While public opinion was fed images of a war torn resourceless developing country, the realities are otherwise: Afghanstan is a rich country as confirmed by Soviet era geological surveys.

The issue of “previously unknown deposits” sustains a falsehood. It excludes Afghanstan’s vast mineral wealth as a justifiable casus belli. It says that the Pentagon only recently became aware that Afghanistan was among the World’s most wealthy mineral economies, comparable to The Democratic Republic of the Congo or former Zaire of the Mobutu era. The Soviet geopolitical reports were known. During the Cold War, all this information was known in minute detail:

… Extensive Soviet exploration produced superb geological maps and reports that listed more than 1,400 mineral outcroppings, along with about 70 commercially viable deposits … The Soviet Union subsequently committed more than $650 million for resource exploration and development in Afghanistan, with proposed projects including an oil refinery capable of producing a half-million tons per annum, as well as a smelting complex for the Ainak deposit that was to have produced 1.5 million tons of copper per year. In the wake of the Soviet withdrawal a subsequent World Bank analysis projected that the Ainak copper production alone could eventually capture as much as 2 percent of the annual world market. The country is also blessed with massive coal deposits, one of which, the Hajigak iron deposit, in the Hindu Kush mountain range west of Kabul, is assessed as one of the largest high-grade deposits in the world. (John C. K. Daly,  Analysis: Afghanistan’s untapped energy, UPI Energy, October 24, 2008, emphasis added)

Afghanistan’s Natural Gas

Afghanistan is a land bridge.

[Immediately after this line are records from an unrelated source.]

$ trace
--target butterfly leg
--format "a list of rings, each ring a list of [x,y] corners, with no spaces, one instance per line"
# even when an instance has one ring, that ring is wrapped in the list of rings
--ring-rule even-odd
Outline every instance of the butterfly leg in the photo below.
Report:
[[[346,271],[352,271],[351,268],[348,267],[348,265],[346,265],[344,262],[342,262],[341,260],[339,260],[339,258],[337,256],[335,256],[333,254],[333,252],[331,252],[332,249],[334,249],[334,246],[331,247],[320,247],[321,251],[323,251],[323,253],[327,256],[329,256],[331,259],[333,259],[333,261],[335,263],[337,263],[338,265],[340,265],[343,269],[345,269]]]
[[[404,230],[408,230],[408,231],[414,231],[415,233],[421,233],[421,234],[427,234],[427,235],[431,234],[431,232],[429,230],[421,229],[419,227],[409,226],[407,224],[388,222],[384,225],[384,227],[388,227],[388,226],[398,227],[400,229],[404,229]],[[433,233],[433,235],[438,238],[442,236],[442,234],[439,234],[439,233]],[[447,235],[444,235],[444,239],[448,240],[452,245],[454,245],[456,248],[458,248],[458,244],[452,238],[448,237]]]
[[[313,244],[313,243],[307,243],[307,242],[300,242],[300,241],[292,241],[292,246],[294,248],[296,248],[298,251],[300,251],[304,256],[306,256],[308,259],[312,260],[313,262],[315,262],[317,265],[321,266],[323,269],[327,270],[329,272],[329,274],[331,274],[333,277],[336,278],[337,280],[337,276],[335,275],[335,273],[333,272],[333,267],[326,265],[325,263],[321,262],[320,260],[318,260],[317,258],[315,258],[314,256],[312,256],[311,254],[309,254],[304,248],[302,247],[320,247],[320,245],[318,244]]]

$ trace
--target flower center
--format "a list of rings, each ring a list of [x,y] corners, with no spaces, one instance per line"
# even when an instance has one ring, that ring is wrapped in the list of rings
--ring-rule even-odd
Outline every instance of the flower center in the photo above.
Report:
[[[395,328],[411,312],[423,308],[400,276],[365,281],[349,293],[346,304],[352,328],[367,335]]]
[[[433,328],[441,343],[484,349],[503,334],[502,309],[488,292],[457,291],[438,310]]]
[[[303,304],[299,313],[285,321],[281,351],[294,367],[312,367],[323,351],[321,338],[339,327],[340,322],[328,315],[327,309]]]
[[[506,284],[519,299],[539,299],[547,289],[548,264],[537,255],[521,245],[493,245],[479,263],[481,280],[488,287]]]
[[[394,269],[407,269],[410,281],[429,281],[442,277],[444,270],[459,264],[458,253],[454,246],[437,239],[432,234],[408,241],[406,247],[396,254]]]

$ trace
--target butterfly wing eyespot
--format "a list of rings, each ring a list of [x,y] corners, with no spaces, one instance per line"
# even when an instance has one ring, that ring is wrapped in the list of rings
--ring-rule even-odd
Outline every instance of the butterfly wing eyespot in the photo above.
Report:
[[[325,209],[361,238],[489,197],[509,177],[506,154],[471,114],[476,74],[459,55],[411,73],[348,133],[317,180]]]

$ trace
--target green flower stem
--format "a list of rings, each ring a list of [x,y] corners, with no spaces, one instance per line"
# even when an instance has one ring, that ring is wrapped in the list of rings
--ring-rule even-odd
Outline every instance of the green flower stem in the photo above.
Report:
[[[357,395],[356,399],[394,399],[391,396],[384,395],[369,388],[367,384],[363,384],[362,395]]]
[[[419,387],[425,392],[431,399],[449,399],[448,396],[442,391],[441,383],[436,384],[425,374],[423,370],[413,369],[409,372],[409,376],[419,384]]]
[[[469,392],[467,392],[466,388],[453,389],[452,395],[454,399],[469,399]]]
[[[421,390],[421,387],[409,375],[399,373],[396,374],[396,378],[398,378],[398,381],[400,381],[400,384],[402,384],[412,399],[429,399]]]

The 2001 U.S. led invasion and occupation of Afghanistan has been analysed by critics of US foreign policy as a means to securing control  over the strategic trans-Afghan transport corridor which links the Caspian sea basin to the Arabian sea.

Several trans-Afghan oil and gas pipeline projects have been contemplated including the planned $8.0 billion TAPI pipeline project (Turkmenistan, Afghanistan, Pakistan, India) of 1900 km., which would transport Turkmen natural gas across Afghanistan in what is described as a “crucial transit corridor”. (See Gary Olson, Afghanistan has never been the ‘good and necessary’ war; it’s about control of oil, The Morning Call, October 1, 2009). Military escalation under the extended Af-Pak war bears a relationship to TAPI. Turkmenistan possesses third largest natural gas reserves after Russia and Iran. Strategic control over the transport routes out of Turkmenistan have been part of Washington’s agenda since the collapse of the Soviet union in 1991.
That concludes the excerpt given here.